Everything feels bearish right now. Sentiment seems very bleak. We've outlined the headwinds. Potential bullish catalysts may be:
Some action by the Fed and/or fiscal stimulus in front of mid-term elections that allows for a relief rally (we grant the current narrative of the Fed being between a rock and a hard place makes this difficult to envision).
A drop in commodity prices
A sell-off in the Dollar Index
Clarity and/or resolution of the MicroStrategy and Celsius situations
Higher digital asset prices (and maybe also a potential de-coupling from a weak tech market)
The entire cryptocurrency market now has a market capitalization of $912B (as of 6/14 via TradingView.com) — less than half of the $2.9 trillion it was worth in November 2021.
Bitcoin reached a low of $20,816 and for Ethereum, $1074 according to Coinbase via TradingView.com.
We are seeing a combination of headline risk (Inflation, Russia, China, Growth Concerns, etc.) and the underlying consequences of a Federal Reserve that has continued to be dangerously behind the curve on inflation while government spending and debt has spiraled essentially out of control.

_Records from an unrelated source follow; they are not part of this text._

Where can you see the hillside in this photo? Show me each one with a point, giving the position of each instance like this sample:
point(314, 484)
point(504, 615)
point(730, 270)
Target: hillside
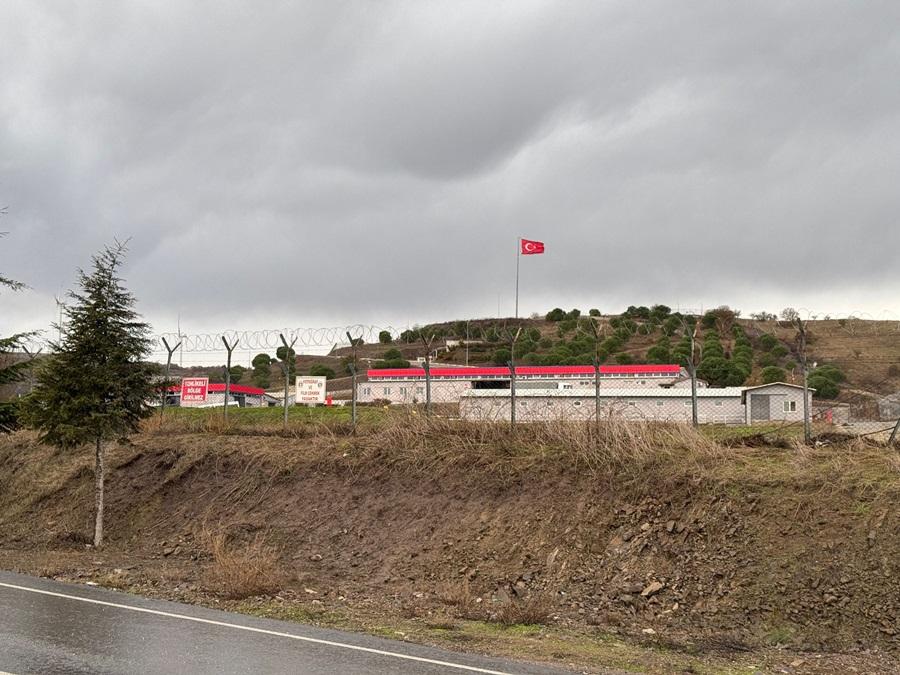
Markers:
point(642, 550)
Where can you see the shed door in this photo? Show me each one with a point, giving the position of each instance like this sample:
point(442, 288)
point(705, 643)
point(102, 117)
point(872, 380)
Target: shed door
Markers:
point(759, 406)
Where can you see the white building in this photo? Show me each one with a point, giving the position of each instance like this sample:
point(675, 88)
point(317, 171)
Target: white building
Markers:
point(449, 384)
point(729, 405)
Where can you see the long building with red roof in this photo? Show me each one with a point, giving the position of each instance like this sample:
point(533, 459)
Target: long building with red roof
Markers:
point(448, 384)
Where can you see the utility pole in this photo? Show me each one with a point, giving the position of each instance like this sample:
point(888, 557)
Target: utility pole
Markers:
point(230, 349)
point(285, 368)
point(801, 329)
point(352, 368)
point(170, 351)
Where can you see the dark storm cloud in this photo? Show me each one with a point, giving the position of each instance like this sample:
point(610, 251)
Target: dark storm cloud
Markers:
point(338, 162)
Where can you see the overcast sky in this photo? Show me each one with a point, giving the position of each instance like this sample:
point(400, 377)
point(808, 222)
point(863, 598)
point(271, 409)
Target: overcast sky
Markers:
point(326, 163)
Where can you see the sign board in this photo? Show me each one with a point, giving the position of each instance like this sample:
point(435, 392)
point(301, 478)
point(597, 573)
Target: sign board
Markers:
point(193, 390)
point(310, 390)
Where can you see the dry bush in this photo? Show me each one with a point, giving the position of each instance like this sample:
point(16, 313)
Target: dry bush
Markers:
point(625, 450)
point(533, 610)
point(459, 596)
point(238, 572)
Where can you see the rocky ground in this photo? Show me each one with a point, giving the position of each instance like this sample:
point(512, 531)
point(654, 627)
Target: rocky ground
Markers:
point(771, 562)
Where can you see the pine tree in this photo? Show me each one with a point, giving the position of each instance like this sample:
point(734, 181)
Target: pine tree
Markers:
point(96, 387)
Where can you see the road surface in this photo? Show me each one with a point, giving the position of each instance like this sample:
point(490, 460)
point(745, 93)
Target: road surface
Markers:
point(51, 627)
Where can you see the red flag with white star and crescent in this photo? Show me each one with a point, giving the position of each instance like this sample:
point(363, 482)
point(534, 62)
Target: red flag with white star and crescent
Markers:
point(530, 247)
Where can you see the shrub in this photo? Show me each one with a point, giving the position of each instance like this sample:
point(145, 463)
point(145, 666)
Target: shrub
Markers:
point(773, 374)
point(534, 610)
point(318, 370)
point(825, 388)
point(779, 351)
point(501, 356)
point(241, 572)
point(556, 314)
point(767, 342)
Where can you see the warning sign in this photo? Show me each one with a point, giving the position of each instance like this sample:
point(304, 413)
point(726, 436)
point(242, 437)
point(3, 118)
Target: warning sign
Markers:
point(193, 390)
point(310, 390)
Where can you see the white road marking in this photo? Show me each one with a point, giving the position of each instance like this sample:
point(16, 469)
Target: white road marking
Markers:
point(330, 643)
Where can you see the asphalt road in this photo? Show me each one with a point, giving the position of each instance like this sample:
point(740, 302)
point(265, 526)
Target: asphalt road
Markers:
point(52, 627)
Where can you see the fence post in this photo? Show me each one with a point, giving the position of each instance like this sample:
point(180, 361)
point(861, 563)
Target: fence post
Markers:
point(801, 329)
point(230, 349)
point(289, 350)
point(353, 382)
point(170, 350)
point(512, 377)
point(427, 344)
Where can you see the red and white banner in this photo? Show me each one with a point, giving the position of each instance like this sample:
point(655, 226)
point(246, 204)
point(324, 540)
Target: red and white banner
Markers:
point(530, 247)
point(193, 389)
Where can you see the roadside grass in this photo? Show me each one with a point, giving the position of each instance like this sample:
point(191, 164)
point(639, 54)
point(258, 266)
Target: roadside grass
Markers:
point(591, 650)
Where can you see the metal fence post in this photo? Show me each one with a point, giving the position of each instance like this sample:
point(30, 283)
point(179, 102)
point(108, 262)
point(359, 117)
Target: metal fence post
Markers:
point(170, 350)
point(289, 350)
point(352, 368)
point(801, 328)
point(427, 344)
point(230, 349)
point(894, 433)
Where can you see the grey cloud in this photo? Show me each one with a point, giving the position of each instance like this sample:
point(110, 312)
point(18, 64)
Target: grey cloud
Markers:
point(392, 153)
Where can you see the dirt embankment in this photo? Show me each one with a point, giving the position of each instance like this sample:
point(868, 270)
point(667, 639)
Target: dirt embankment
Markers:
point(753, 548)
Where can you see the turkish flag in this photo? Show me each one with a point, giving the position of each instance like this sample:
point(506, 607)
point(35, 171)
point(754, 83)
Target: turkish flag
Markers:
point(530, 247)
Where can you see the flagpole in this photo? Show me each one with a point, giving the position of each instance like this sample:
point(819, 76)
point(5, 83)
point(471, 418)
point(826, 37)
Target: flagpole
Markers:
point(518, 255)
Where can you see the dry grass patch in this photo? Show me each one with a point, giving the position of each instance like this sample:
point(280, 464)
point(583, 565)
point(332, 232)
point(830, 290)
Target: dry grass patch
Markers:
point(242, 571)
point(536, 609)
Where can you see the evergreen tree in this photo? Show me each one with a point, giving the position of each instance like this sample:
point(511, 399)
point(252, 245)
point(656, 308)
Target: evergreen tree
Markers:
point(96, 387)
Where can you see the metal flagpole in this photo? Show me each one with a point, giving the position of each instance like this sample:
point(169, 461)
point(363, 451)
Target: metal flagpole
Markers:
point(518, 255)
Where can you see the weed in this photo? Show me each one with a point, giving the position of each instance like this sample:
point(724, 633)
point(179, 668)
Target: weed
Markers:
point(238, 572)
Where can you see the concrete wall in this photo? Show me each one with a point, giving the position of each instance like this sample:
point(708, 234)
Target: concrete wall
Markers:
point(450, 391)
point(581, 407)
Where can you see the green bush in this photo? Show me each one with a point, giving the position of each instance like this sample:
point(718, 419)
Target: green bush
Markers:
point(779, 351)
point(825, 388)
point(767, 342)
point(319, 370)
point(501, 356)
point(556, 314)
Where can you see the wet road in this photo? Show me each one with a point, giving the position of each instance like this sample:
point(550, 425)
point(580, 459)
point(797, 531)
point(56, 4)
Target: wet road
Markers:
point(47, 626)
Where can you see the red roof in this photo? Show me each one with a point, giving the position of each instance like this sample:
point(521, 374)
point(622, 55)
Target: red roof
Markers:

The mix of assets and trading options we have put together in the fund we believe help us not only from an investment diversification standpoint, but also on an operational diversification level.
* If beta-exposure is higher-than expected then the beta-adjusted net exposure may be higher (and may mean the portfolio is not fully hedged). There is no guarantee that positioning will not change after the writing of this post.